Isn't that true for any format when you serialize for storage?
Yes, true for most formats.
My intention is to (later) add types as an optional extension to pXML. Besides predefined types like boolean, number variations, date, time, list, map, etc. it must be easy for a user to add customized types. I have a very concrete idea about how to do that (without changing pXML's syntax), and I might publish a "Suggestion for types in pXML" article in the future, and consider feedback from the community.
Most large documents are created by WYSIWYG editors. Style is preset by the developers of the editor and difficult to change. The current solution is Cascading Style Sheets (CSS). These can easily become a maintenance nightmare. What is needed is named blocks — sort of like subroutines in code. A syntax is needed to define a name and its pXML code block, both with and without the use of an external style file.
An important feature to simplify maintenance is to prevent redefinition of a block name using different code within a document. This a prevents block named StyleFoo from being redefined in a sub-sub-document and screwing up the formatting from that point on. This problem often arises when multiple documents become merged into a larger document, such as short stories in an anthology or as chapters into a user manual.
In my experience, the designers of XML documents design a style sheet which they know and understand and use very effectively. Years later, maintenance must modify the document, but the time to understand the style sheets is not available, so the maintainers use local formatting for the modifications. When the style sheets change, such as happens when two companies merge or the company's graphics change, the document becomes an instant mess. I have never seen management budget for the time required to fix these document issues.
Cascading Style Sheets is a good example. They were not mentioned in the description of the proposed syntax.
The problem with CSS is that styles can be redefined, causing the document to screw up after the redefinition. For a style that is used only occasionally, finding the redefinition can be time consuming and management never allocates sufficient (if any ) time document modification.
I suggest that if a named block definition is repeated identically, a warning should be displayed. If the definition differs, an error should be displayed and the original definition should be retained.
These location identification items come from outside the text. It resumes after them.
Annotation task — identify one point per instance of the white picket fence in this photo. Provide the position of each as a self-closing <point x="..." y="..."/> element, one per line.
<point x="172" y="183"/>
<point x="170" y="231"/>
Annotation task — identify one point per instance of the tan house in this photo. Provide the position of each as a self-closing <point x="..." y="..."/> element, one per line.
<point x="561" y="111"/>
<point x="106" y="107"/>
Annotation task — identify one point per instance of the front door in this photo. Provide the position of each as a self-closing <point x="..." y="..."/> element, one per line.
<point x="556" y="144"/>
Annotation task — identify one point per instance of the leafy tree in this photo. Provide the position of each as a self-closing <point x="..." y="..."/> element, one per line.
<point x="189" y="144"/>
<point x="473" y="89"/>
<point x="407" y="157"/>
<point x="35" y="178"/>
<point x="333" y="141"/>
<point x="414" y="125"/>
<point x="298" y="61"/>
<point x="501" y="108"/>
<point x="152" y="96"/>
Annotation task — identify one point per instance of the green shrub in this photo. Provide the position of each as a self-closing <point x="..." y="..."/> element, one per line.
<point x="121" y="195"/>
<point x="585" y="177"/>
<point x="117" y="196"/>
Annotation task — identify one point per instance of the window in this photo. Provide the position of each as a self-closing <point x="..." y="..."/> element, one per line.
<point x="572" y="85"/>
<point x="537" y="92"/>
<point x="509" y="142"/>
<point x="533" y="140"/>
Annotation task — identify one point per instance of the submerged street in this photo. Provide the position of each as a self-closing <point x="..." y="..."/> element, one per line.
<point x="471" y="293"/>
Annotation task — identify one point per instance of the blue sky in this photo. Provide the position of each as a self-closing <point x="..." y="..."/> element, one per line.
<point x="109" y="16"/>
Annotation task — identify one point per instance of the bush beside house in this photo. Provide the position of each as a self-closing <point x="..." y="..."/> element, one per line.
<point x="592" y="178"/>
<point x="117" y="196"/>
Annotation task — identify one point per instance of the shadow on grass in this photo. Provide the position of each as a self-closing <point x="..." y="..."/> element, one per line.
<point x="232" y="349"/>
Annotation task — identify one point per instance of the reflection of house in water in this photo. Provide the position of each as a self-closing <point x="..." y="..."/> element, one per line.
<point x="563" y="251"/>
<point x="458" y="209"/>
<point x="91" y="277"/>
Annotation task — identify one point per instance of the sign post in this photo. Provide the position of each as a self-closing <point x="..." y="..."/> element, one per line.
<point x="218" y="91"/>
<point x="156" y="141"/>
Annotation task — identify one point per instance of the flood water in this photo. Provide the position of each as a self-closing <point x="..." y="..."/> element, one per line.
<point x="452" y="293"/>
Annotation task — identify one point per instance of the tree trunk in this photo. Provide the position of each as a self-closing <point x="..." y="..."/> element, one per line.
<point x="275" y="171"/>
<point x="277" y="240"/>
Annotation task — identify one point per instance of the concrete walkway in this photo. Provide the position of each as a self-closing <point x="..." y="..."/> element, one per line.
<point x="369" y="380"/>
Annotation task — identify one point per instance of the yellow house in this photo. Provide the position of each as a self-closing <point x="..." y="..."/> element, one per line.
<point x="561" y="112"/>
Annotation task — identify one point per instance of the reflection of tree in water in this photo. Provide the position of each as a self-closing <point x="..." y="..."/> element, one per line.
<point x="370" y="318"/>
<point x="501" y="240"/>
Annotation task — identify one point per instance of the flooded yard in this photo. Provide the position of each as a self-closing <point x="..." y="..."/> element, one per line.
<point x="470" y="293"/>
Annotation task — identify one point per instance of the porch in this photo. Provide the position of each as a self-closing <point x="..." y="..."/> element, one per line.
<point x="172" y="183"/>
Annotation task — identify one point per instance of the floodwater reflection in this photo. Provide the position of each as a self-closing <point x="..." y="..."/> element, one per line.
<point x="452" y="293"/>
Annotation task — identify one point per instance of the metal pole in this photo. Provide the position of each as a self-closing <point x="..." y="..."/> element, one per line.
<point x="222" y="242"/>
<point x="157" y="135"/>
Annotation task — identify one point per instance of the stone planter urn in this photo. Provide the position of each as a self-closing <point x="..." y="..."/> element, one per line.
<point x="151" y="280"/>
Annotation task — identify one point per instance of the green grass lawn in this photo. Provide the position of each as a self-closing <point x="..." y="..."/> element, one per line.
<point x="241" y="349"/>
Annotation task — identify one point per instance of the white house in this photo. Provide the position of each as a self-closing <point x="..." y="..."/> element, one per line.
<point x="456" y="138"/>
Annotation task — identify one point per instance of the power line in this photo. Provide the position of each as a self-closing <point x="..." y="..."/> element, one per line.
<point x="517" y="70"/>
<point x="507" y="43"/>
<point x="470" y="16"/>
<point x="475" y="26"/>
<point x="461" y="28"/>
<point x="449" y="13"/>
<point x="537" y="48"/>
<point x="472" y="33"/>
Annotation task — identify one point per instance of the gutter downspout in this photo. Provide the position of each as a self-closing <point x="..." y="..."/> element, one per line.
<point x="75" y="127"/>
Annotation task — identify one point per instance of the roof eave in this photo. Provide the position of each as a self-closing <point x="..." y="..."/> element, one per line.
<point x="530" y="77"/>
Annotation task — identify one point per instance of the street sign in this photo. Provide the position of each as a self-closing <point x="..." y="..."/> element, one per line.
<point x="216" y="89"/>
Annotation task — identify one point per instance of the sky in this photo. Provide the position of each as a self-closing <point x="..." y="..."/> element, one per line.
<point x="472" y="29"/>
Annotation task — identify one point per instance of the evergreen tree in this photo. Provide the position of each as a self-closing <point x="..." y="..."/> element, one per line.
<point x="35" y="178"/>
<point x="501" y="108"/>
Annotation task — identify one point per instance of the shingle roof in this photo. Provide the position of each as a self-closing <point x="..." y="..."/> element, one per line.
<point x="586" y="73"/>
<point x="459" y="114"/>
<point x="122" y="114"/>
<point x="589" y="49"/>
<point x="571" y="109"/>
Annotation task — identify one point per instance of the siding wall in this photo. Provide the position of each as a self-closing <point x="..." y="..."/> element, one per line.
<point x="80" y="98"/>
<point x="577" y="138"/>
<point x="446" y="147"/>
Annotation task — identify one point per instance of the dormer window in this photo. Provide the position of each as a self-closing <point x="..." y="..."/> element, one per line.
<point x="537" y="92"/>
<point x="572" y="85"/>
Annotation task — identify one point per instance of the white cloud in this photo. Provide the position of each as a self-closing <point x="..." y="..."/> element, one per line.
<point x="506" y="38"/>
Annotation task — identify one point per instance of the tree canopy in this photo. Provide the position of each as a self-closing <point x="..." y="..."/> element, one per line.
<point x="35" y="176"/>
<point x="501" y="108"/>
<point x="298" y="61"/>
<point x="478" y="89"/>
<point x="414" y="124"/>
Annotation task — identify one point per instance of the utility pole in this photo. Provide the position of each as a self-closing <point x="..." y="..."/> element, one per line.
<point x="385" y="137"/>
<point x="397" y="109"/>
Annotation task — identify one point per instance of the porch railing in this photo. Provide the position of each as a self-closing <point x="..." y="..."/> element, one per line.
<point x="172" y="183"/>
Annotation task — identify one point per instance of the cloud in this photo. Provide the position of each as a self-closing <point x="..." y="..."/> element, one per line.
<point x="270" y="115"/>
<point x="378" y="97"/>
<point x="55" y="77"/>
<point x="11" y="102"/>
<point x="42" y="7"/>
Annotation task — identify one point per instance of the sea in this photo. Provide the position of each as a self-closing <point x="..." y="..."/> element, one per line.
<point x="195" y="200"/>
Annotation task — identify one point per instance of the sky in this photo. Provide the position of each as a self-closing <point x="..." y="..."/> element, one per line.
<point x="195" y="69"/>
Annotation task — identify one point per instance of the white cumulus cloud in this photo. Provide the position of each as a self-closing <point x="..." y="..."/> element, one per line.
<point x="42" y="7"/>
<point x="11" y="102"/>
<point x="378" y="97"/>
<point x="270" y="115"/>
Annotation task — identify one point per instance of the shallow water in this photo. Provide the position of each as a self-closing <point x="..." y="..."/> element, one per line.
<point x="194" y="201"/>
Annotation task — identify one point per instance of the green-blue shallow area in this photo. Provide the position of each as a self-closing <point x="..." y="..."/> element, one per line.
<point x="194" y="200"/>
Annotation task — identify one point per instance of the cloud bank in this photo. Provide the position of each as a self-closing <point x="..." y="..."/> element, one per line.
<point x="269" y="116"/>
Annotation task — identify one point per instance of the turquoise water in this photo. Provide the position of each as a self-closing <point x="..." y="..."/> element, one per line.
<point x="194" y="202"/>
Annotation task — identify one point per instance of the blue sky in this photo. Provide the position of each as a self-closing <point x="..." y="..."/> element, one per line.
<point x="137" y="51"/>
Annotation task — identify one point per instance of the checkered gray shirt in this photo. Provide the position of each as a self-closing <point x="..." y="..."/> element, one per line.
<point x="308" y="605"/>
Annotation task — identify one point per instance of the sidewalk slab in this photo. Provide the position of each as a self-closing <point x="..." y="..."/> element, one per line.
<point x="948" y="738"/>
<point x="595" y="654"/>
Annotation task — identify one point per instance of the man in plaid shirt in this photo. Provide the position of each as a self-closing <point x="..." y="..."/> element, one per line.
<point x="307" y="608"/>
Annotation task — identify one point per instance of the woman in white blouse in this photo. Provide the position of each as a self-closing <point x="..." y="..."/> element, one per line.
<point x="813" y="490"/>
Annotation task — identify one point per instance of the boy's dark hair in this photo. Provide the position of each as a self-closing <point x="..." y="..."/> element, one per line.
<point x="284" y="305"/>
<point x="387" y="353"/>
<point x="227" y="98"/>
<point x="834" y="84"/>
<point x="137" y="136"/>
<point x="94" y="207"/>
I have seen a hierarchy of CSS files redefine the style for the same element — usually <title> or <hn> and, of course, various table elements — multiple times. Of course, changing a CSS file to fix one document may well break another document that relies on the same file.
Disclaimer:
I am a software developer and maintainer who uses xml codes in documentation. I do not have the time to study the chain of CSS files used by existing documents that I have to modify. I am not, by any stretch of the imagination, an expert in xml document tags.
XML is definitely not terse. If just representing data is the goal there are, as you mention, many other syntaxes to use.
But the reason to use XML is because there can be a schema or (for the old school) a DTD. These definitions can describe in very great detail the structure of XML instance documents (the ones with tags and data). This allows the creator of an instance document to check that it contains valid content which covers not just structure but element values. The recipient of the document can also verify the document is valid.
Because the XML specification is as old as the hills, most languages include features to validate an XML instance document against a schema document.
the reason to use XML is because there can be a schema
Yes, that's one of the very useful additions to XML. As said in the article, an XML schema can also be applied to a document using the pXML syntax. Once a pXML document is parsed into an XML structure, all these great XML additions and tools can still be used (including XML schema). I plan to publish a follow-up article to show examples of how XML technology can be used with pXML as well.